O recorrente insurge-se apenas quanto ao facto de não ter sido admitido como meio de prova o pedido por si formulado para prestar declarações de parte, pelo facto de não ter indicado o objecto das suas declarações, remetendo para o elenco dos factos controvertidos.

Vejamos se lhe assiste razão.

O Novo Código de Processo Civil, aprovado pela Lei nº 41/2013, de 26/06, que entrou em vigor no dia 1/9/2013 [art. 8º], estabelece no seu artigo 466.º do CPC. o seguinte:

“1 - As partes podem requerer, até ao início das alegações orais em 1.ª instância, a prestação de declarações sobre factos em que tenham intervindo pessoalmente ou de que tenham conhecimento direto.
2 - Às declarações das partes aplica-se o disposto no artigo 417.º e ainda, com as necessárias adaptações, o estabelecido na secção anterior.
3 - O tribunal aprecia livremente as declarações das partes, salvo se as mesmas constituírem confissão.”

E estabelece o artigo 452.º sob a epígrafe “Depoimento de parte”, o seguinte:

“1 – O juiz pode, em qualquer estado do processo, determinar a comparência pessoal das partes para a prestação de depoimento informações ou esclarecimentos sobre factos que interessem à decisão da causa.
2 – Quando o depoimento seja requerido por alguma das partes, devem indicar-se logo, de forma discriminada, os factos sobre que há de recair

O Código de Processo Civil de 2013 introduziu, com o citado artigo 466.º, um novo e autónomo meio de prova, que tendo carácter inovador, ao lado da prova por confissão, com esta não se confunde.

A figura da prova por declarações de parte, para além de incidir sobre factos em que a parte tenha intervenção pessoal ou de que tenha conhecimento directo, caracteriza-se por ser requerida pelo próprio depoente e não pela parte contrária ou por um comparte do depoente e tem como particularidade o poder ser requerida até um momento processual mais tardio do que aquele que vigora para a generalidade dos requerimentos probatórios – pode ser requerida até ao início das alegações orais em 1ª instância.

Decorre ainda da conjugação das citadas disposições legais que a parte ao requerer a prestação de declarações deverá indicar, discriminadamente, os factos sobre os quais tais declarações hão-de recair, que sempre terão que ser factos em que tenha intervindo pessoalmente ou de que tenha conhecimento directo.

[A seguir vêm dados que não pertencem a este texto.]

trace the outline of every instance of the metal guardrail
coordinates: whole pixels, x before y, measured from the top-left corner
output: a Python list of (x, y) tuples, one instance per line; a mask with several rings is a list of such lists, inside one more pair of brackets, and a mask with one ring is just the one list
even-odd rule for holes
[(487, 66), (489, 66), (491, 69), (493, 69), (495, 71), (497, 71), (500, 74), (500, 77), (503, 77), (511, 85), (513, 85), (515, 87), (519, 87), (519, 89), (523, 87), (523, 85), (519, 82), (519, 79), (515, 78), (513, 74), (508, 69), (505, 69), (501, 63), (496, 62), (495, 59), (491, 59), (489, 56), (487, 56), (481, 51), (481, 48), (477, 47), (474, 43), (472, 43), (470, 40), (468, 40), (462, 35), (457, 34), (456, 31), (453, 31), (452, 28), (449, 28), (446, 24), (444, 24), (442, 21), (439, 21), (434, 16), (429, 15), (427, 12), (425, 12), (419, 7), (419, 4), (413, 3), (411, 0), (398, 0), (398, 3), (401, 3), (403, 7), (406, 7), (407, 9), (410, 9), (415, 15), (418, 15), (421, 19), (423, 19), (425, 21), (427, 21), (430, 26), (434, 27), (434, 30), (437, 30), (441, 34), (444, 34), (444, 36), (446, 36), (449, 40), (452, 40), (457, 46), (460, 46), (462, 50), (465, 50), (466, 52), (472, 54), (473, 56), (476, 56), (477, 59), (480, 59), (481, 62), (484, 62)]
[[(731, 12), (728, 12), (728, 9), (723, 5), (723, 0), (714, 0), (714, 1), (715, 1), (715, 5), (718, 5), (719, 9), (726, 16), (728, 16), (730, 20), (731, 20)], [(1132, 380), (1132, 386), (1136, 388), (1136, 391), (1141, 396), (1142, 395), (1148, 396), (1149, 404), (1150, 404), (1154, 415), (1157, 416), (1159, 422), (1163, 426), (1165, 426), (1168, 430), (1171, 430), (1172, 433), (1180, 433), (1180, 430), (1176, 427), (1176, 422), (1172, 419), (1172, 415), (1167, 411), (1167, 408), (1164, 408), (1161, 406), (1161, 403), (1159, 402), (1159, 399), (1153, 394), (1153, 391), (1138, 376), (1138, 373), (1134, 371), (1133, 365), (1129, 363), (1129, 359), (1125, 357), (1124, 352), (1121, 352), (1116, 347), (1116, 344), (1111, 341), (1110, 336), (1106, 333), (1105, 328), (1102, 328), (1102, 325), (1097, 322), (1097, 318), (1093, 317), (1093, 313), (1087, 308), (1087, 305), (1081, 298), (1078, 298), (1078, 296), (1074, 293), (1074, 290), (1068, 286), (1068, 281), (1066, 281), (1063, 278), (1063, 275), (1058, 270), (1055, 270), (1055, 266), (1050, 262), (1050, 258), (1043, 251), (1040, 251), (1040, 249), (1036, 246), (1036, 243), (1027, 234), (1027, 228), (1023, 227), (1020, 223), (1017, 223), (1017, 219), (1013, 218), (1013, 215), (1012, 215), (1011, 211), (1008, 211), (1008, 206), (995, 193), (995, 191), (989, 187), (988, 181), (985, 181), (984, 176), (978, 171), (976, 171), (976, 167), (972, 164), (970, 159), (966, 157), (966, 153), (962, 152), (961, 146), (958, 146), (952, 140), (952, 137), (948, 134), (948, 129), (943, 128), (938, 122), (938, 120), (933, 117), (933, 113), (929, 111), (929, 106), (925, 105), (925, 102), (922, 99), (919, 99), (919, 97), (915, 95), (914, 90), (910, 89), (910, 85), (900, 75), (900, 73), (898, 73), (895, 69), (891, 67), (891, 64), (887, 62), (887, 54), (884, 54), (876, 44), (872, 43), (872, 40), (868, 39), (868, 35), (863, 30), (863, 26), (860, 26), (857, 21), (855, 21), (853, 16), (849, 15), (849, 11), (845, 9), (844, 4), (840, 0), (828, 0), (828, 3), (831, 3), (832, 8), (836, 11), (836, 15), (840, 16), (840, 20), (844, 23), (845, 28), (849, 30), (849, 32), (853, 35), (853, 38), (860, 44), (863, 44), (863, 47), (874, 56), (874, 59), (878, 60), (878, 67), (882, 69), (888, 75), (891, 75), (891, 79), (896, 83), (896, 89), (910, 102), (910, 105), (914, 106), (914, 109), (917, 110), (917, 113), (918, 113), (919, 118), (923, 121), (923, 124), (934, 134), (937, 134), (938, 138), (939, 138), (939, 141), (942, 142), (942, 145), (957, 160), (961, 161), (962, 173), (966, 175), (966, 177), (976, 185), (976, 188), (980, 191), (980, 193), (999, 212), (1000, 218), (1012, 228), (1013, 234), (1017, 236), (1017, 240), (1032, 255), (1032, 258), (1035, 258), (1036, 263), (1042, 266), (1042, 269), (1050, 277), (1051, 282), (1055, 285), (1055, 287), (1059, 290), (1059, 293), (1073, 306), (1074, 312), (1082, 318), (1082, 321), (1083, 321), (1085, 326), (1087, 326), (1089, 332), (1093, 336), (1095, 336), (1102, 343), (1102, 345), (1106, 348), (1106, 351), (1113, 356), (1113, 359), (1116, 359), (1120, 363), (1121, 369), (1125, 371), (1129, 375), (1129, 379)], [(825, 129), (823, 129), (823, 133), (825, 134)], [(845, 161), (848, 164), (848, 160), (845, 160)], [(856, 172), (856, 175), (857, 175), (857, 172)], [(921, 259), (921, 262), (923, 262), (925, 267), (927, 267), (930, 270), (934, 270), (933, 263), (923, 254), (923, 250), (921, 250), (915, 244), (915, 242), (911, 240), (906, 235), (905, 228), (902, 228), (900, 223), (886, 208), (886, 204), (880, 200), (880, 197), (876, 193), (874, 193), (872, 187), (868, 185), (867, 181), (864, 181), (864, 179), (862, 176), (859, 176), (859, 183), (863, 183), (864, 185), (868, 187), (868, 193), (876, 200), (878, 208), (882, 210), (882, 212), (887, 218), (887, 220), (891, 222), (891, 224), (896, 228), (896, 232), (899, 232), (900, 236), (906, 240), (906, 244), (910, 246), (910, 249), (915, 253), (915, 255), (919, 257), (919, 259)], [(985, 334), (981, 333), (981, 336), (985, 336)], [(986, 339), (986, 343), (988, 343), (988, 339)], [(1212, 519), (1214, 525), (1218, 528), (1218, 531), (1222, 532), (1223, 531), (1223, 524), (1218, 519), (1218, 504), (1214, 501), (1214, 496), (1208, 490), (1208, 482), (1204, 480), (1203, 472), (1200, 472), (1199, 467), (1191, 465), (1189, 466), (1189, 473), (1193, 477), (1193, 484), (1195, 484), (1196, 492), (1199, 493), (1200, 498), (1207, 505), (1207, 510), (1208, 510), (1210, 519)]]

Assim, tal como sucede com o depoimento de parte, também em sede de prestação de declarações de parte, deve a parte indicar os factos sobre que hão-de as mesmas incidir, sendo tal essencial para que o juiz possa aferir da pertinência e da utilidade de tal diligência

Ora, quando tal discriminação não é feita, a solução não será no sentido do seu indeferimento, mas sim no do juiz convidar a parte requerente a fazê-la, solução que sem qualquer margem para dúvida, melhor se adequa à prossecução da verdade material, tendo presente que actualmente são conferidos ao juiz maiores poderes de zelar pelo aproveitamento dos actos das partes que apresentem deficiências.

Há muito que é entendimento praticamente uniforme, quer da jurisprudência (cfr. v.g. Ac. do Tribunal da Relação de Lisboa, de 21/12/2015, Proc. nº 4059/15.8T8LSB-4, in www.dgsi.pt.), quer da doutrina (cfr. v.g. Lebre de Freitas, Montalvão Machado e Rui Pinto, in Código de Processo Civil, Anotado, vol. 2º, 2ª ed., pág. 500), a solução por nós agora defendida, ou seja na falta de indicação do objecto declarações, deve então o juiz convidar a parte requerente a proceder à especificação do respectivo objecto. Solução esta que, de resto, como se consigna no Ac. do Tribunal da Relação do Porto de 18/12/2013, Proc. nº 114/09.1TBETR-A.P1 e Relação de Guimarães de 12/11/2015, Proc. n.º 7178/11.6TBBRG-A.G1 (consultáveis in www.dgsi.pt.), é a que “melhor se coaduna com os objectivos de prossecução da verdade material e de aproveitamento dos actos das partes que apresentem deficiências”.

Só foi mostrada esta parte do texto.